Every time I assume that we’ve reached a dating app saturation point, that there can’t possibly be another one introduced into this crazy marketplace, that there’s no other version that can ever be dreamed up, I’m proven wrong.
Another app makes it debut.
Usually it’s a slight riff on another product that’s out there. Some subtlely tweaked niche is the focus. Maybe farmers in the Midwest desperately need their own app for finding love. Or blonde, blind one-legged people don’t feel included enough in the rest of the dating app world. For whatever reason, these dating applications and sites are STILL showing no sign of stopping.
So imagine my non-surprise when, this week, I heard about two more: Wyldfire and LinkedUp!
Wyldfire, as featured in the San Francisco Chronicle, isn’t out yet. But, as of my writing this post, it’s being reviewed and is expected to be out — and free to download — very soon. Off the bat, Wyldfire has quite a deal in common with Tinder. This is a trend I’m seeing more and more. The swiping aspect (whereby a user goes left to say no and right to say yes) based mostly off of a photo or series of photos seems to be here to say. It’s the vehicle of choice for daters to view other daters on Wyldfire as well.
Syncing with Facebook and using the social platform as an identity verifier also appears to be the way du jour. Hinge has done it, as has Tinder. Wyldfire is going this route as well. The advantage is a built-in ability to see interests—based on what someone has “liked” on Facebook—and to see friends in common.

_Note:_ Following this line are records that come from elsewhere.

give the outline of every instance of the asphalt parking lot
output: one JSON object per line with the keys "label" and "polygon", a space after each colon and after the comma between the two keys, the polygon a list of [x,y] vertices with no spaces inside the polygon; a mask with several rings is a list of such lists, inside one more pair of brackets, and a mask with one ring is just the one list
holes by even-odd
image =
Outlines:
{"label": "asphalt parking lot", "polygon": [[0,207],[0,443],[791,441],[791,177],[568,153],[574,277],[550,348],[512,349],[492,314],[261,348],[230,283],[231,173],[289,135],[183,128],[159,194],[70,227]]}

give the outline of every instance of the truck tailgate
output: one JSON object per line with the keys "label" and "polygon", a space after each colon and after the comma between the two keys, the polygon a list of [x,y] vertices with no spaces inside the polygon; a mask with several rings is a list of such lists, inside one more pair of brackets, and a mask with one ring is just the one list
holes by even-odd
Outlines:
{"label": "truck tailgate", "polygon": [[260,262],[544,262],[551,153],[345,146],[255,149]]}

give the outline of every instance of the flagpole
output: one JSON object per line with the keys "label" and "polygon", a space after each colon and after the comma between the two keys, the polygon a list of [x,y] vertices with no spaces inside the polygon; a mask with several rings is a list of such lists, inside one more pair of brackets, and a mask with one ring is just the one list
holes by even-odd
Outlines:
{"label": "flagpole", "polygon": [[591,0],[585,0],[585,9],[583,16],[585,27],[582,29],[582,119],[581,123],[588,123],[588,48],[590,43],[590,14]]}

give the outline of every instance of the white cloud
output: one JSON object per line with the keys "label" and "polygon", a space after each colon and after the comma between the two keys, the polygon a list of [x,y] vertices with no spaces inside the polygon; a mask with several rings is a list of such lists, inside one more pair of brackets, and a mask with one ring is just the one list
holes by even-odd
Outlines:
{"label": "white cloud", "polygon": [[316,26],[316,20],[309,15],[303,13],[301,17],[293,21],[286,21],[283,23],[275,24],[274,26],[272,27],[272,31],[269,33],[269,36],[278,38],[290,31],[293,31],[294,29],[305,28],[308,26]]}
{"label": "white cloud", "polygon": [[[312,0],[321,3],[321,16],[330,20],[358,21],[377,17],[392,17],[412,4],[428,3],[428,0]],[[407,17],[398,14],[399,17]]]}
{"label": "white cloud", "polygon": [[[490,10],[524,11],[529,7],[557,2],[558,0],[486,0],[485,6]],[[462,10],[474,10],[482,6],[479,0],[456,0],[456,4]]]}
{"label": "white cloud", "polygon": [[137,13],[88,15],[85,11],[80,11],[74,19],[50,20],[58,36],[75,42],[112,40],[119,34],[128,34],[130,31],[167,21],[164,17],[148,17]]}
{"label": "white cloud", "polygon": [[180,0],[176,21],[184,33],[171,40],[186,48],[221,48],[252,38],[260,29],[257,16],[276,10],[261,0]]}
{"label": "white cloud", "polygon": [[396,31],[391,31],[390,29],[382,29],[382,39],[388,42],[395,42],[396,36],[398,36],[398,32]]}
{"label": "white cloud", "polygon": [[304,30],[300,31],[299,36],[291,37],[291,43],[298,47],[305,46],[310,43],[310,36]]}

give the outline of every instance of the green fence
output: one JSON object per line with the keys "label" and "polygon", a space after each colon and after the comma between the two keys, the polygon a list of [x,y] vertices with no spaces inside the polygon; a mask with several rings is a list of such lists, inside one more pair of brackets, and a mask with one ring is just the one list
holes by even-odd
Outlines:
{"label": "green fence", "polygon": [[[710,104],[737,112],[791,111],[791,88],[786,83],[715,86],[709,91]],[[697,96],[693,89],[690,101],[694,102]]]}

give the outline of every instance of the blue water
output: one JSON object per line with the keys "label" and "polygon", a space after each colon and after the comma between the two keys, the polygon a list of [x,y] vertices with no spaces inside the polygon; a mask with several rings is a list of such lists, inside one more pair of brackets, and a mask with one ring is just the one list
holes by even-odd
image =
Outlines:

What sets Wyldfire apart is a nod to Native American culture, traditions and symbols. You don’t invite someone to the app; you send them a feather. Also, there’s the initial sign-up. With Tinder, everyone and their mother (in some cases, literally) can sign up, whether male or female. From that point on, it’s a field day of members of the opposite sex linking up. Wyldfire is billing itself as more selective, especially for the benefit of the ladies. If you’re a woman, you may sign up with no restrictions or caveats. But if you’re a man, a woman has to send you a feather and allow you to be in her Wyldfire space. I guess that means getting in the app is a feather in your cap. (Surely they must have planned for that pun.)
I digress. Each woman gets three feathers to dole out. Men—even ones to which she isn’t acquainted, it sounds like—can petition and solicit her feather. Ultimately it’s her call though. Like life, I guess?
I’m not so sure about this app. The sole advantage is selectivity. I’d be curious to see what sorts of gatekeepers the first women to sign up will prove to be.
The second new dating app that has caught my attention lately is LinkedUp! Unlike the aforementioned apps relying on Facebook for signup and identity checking, LinkedUp!is going with LinkedIn. You’re probably thinking what I’m thinking: LinkedIn is a professional network. It’s where I search for jobs and create a virtual resume and, after an industry event where others in my field enjoy free wine and pass around business cards, I come home and find people on the site like a career-enabling treasure hunt. It’s not my Chuck Woolery.
LinkedUp!, however, disagrees with us. The rationale provided in a New York Post article about the application points to career-obsessed singles who wouldn’t dream of taking a chance on Match.com, OkCupid or Tinder but are more than willing to give LinkedUp! a go. They see security in a professional network over a social one, I suppose. Who are these people?
Certainly personal and professional worlds are colliding. George Costanza would be appalled at the lack of separation. We spend so much time in offices and working on work that we’re bound to you-know-what where we eat. Does that mean we should just blend a dating and a job-searching site into one, however?!
I say nah. For me, I don’t love the idea of wondering whether a message is about my credentials or my physical assets, so to speak. I’d like to keep the searches for love and career a bit on their own.
Only time, though,—and downloads—will tell how these apps fare in an ever-increasingly crowded dating-technology space.